OBJECTIVE: To ascertain the degree of variation, by state of hospitalization, in outcomes associated with traumatic brain injury (TBI) in a pediatric population. DESIGN: A retrospective cohort study of pediatric patients admitted to a hospital with a TBI. SETTING: Hospitals from states in the United States that voluntarily participate in the Agency for Healthcare Research and Quality's Healthcare Cost and Utilization Project. PARTICIPANTS: Pediatric (age ≤ 19 y) patients hospitalized for TBI (N=71,476) in the United States during 2001, 2004, 2007, and 2010. INTERVENTIONS: None. MAIN OUTCOME MEASURES: Primary outcome was proportion of patients discharged to rehabilitation after an acute care hospitalization among alive discharges. The secondary outcome was inpatient mortality. RESULTS: The relative risk of discharge to inpatient rehabilitation varied by as much as 3-fold among the states, and the relative risk of inpatient mortality varied by as much as nearly 2-fold.

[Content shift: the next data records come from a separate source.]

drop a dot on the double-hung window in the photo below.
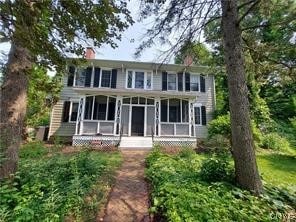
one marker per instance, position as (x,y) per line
(106,78)
(70,111)
(172,81)
(174,110)
(139,79)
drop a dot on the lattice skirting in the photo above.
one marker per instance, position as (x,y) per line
(95,141)
(175,142)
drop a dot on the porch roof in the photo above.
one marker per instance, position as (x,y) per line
(135,92)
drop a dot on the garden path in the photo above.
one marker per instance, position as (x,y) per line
(129,198)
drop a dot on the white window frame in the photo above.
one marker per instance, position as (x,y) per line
(101,75)
(198,78)
(70,110)
(197,105)
(176,83)
(134,78)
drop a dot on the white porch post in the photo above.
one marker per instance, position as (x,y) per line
(82,116)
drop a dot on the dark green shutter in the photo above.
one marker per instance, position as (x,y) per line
(187,81)
(66,110)
(113,78)
(203,116)
(97,77)
(202,84)
(88,77)
(71,76)
(180,81)
(164,81)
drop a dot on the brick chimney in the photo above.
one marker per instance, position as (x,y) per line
(90,53)
(188,60)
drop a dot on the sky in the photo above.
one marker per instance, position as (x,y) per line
(131,39)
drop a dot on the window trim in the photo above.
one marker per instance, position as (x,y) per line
(70,110)
(176,82)
(101,77)
(107,109)
(134,78)
(181,110)
(197,105)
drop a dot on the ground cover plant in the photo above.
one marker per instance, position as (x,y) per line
(52,186)
(183,190)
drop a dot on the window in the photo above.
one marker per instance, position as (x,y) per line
(194,83)
(172,82)
(88,107)
(149,80)
(74,111)
(129,79)
(173,109)
(70,111)
(80,77)
(138,80)
(99,108)
(197,115)
(106,78)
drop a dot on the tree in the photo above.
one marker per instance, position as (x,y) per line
(44,32)
(187,20)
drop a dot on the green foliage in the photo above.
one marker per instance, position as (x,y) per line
(274,141)
(43,93)
(53,188)
(34,149)
(180,194)
(216,168)
(220,126)
(56,28)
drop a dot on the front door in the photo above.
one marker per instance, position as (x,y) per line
(137,121)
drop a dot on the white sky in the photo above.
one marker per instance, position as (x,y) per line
(126,48)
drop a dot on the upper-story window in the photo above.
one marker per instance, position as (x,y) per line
(172,81)
(139,79)
(183,82)
(92,77)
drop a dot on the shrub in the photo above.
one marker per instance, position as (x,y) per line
(33,150)
(216,168)
(220,126)
(274,141)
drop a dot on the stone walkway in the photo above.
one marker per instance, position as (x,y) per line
(128,200)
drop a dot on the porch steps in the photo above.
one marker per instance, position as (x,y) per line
(136,142)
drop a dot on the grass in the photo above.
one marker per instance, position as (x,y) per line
(180,192)
(277,169)
(52,186)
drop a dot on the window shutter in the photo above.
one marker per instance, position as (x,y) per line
(88,77)
(113,78)
(66,110)
(203,116)
(187,81)
(71,76)
(97,77)
(180,81)
(202,84)
(164,81)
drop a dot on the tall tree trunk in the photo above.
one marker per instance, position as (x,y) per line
(246,170)
(13,107)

In the United States, approximately 1981 patients could be discharged to inpatient rehabilitation care if the observed variation in outcomes was eliminated. CONCLUSIONS: There was significant variation between states in both rehabilitation discharge and inpatient mortality after adjusting for variables known to affect each outcome. Future efforts should be focused on identifying the cause of this state-to-state variation, its relationship to patient outcome, and standardizing treatment across the United States.